Paint the house but don’t use loud colors or combinations of colors. If you can’t paint, you can whitewash!
Determine that no junk shall be left scattered about your farm this winter. Clean up as well as paint up.
Farm machinery is too high to leave out in the weather. If you haven’t a good tool shed, better build one before winter. As farm machines are stored, go over them carefully replacing broken parts and tightening nuts. Then give them a good coat of paint, grease the shares of plows and other parts liable to rust, and you will insure their being in tip-top shape next spring.
Old automobile tires may be cut up and used for half soles.
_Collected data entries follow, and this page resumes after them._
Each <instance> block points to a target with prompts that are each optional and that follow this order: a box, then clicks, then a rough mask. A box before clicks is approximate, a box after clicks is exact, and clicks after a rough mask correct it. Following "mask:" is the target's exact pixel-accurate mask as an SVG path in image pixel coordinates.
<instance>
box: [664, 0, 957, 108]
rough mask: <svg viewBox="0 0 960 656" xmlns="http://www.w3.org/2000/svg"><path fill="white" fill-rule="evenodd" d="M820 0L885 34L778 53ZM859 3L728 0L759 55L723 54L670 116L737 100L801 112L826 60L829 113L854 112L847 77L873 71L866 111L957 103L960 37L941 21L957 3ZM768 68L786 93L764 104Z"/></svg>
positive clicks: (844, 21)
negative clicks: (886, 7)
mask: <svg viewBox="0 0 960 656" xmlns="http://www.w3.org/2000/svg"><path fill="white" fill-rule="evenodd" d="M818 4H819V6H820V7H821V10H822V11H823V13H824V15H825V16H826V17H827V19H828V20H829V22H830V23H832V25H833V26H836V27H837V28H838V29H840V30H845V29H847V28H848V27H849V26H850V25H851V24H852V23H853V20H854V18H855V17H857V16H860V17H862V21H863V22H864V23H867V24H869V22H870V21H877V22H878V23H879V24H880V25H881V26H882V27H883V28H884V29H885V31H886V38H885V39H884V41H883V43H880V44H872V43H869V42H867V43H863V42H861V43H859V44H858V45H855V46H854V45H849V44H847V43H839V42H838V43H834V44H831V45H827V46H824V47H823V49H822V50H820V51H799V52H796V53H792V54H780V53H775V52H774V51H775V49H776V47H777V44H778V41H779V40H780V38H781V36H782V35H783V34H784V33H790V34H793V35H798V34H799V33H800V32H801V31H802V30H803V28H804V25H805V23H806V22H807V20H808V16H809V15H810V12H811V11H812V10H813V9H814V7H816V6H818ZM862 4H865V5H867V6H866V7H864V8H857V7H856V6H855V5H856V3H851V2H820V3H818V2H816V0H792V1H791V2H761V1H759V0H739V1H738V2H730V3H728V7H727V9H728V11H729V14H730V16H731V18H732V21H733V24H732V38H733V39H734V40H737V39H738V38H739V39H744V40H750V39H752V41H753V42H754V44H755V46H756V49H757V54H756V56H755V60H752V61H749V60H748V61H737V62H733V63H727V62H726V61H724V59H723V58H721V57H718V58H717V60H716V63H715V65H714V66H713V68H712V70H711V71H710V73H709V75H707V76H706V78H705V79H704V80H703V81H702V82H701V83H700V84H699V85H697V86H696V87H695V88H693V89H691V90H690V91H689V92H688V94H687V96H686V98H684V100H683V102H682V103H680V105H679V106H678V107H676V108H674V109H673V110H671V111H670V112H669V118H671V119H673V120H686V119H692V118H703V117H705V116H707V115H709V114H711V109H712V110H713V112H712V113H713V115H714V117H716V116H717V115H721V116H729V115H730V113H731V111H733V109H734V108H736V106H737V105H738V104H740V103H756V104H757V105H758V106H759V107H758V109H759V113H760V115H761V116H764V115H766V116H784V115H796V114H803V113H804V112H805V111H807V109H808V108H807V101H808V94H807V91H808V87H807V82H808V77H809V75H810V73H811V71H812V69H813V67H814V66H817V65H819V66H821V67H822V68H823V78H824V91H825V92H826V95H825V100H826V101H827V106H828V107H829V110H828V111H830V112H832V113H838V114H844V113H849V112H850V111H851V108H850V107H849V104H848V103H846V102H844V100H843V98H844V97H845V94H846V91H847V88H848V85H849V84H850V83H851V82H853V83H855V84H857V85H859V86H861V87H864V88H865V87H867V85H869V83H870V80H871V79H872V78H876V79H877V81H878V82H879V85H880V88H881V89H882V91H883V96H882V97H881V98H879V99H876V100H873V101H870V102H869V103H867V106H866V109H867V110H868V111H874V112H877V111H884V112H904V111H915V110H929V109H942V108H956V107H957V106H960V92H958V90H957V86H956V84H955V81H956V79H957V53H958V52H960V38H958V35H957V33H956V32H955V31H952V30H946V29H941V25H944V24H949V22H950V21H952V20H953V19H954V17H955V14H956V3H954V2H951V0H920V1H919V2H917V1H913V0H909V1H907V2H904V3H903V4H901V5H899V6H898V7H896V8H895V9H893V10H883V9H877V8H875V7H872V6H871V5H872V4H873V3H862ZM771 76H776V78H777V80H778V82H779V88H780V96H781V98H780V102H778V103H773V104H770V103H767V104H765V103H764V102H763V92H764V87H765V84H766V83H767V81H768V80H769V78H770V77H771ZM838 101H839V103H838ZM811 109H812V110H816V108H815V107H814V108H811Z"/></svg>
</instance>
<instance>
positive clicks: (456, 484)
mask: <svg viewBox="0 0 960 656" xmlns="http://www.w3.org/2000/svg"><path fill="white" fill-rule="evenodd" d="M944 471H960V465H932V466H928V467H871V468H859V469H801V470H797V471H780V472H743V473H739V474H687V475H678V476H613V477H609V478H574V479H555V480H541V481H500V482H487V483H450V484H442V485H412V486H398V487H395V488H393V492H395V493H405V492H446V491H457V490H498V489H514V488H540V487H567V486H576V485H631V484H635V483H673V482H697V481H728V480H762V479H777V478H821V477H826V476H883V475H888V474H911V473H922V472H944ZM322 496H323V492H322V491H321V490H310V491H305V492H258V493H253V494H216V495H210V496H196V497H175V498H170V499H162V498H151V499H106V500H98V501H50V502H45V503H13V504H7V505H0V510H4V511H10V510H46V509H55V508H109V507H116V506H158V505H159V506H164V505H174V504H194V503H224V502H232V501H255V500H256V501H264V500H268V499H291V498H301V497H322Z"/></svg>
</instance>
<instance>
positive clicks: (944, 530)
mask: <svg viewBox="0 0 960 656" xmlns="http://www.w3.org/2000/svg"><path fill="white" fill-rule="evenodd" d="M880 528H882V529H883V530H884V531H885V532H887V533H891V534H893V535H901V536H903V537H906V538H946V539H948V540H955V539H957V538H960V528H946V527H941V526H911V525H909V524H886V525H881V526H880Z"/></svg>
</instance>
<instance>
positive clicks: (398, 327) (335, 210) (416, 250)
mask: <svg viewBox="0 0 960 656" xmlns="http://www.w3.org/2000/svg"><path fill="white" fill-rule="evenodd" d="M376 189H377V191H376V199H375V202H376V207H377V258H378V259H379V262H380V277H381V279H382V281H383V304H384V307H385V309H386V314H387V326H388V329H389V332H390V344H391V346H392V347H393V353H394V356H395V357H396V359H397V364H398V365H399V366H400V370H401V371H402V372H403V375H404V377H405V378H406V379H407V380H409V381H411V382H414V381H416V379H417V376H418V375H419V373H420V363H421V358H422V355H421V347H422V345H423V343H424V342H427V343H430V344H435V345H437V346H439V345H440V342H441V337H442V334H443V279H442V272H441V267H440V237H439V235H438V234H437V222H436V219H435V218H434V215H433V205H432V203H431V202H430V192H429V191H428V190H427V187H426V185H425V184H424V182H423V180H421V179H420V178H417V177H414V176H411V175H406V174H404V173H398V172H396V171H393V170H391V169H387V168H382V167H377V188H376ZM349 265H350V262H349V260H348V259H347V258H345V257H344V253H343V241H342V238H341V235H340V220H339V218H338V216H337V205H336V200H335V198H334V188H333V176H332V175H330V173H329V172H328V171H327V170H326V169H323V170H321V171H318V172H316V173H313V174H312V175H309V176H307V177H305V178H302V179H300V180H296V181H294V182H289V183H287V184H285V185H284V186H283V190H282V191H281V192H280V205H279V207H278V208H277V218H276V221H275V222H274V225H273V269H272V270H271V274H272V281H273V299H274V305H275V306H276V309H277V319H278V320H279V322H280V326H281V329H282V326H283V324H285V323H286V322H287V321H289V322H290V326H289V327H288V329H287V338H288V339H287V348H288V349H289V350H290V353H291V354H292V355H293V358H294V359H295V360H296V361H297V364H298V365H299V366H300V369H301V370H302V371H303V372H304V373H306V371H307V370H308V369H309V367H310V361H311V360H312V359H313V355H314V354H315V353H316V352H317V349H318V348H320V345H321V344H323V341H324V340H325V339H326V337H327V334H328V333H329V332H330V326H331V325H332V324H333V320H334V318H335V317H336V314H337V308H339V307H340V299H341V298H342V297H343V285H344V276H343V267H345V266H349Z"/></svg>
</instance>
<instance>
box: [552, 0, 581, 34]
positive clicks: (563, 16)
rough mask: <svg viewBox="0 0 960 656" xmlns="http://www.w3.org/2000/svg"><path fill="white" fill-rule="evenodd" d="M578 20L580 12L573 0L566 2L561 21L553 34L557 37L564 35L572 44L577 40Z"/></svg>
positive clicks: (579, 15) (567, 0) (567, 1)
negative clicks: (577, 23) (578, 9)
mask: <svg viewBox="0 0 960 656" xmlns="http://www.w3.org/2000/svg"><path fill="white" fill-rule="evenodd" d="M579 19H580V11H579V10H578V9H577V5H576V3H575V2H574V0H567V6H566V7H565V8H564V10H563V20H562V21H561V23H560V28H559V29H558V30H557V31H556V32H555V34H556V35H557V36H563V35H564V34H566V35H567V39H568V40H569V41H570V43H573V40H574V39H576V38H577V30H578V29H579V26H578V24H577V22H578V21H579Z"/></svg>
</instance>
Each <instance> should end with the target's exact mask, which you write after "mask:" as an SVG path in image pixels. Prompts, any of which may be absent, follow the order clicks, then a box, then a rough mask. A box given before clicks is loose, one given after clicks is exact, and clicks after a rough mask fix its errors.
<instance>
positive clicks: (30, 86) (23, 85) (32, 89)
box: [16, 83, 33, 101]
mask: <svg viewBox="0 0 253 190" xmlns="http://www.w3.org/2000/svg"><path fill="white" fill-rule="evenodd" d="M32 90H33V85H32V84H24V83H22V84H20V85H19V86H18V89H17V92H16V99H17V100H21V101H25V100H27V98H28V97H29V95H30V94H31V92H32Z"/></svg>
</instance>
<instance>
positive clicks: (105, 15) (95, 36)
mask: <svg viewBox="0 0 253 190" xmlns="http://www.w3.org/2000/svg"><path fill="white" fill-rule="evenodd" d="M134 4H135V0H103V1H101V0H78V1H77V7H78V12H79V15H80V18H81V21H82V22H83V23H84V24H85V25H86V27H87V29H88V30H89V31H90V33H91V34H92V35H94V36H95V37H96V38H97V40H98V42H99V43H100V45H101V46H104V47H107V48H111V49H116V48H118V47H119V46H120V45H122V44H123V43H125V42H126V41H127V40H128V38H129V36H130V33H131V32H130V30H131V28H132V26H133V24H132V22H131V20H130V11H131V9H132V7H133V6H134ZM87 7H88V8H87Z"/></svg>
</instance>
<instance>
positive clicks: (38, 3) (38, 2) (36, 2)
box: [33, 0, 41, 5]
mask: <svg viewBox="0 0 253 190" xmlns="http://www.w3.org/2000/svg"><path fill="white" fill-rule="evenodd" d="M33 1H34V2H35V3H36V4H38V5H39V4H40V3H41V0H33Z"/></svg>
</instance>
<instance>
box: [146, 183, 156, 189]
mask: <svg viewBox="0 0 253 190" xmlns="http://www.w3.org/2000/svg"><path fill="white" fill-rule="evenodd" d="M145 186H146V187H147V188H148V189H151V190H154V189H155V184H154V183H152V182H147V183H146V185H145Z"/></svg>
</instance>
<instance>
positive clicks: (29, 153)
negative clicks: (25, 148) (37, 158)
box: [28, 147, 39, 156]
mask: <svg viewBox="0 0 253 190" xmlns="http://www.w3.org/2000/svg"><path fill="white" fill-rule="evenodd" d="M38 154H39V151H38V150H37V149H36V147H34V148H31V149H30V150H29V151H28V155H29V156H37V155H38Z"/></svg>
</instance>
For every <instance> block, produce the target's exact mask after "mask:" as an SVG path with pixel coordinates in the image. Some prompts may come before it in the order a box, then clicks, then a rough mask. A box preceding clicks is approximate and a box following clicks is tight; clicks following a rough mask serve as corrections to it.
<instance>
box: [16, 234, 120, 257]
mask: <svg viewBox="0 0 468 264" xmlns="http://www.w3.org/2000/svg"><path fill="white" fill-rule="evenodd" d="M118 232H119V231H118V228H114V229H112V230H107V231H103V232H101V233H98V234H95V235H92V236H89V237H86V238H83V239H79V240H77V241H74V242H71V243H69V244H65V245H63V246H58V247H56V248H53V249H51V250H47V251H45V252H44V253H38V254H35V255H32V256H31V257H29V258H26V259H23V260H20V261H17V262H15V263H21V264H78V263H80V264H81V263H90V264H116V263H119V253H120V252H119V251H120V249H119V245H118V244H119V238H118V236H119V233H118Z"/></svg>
They are a little hard to nail on, but when you get them securely in place, you may almost guarantee 5,000 miles of service from them!
A good way to protect exposed water pipes from the cold is to make a box about them with six-inch boards and pack the box well with cottonseed hulls.
It will pay the average farmer to buy a set of plumber’s tools when installing a heating system or waterworks, for having them on hand will save much trouble.
You may not be able to paint your house and put in lights and waterworks all at once, but you can do that which is needed most and follow with the other improvements as soon as possible. Well painted buildings more than almost anything else suggest to the public that the farm owner is a man of good business sense, judgment and prosperity.
While leather is so high, the almost lost art of tanning ought to be revived on many farms.
If the farmer had to wash and clean the old dirty kerosene lamps, he’d get rid of them mighty quick. It’s all right, however, for mother and the girls to do it!
For seed production in the central South, Mr. David R. Coker says sow Abruzzi rye about November 15. For grazing, October 15 is about the latest date, he said.
Try offering your tenants $5 apiece for each extra bale of cotton or extra 50 bushels of corn they produce next year as compared with this year.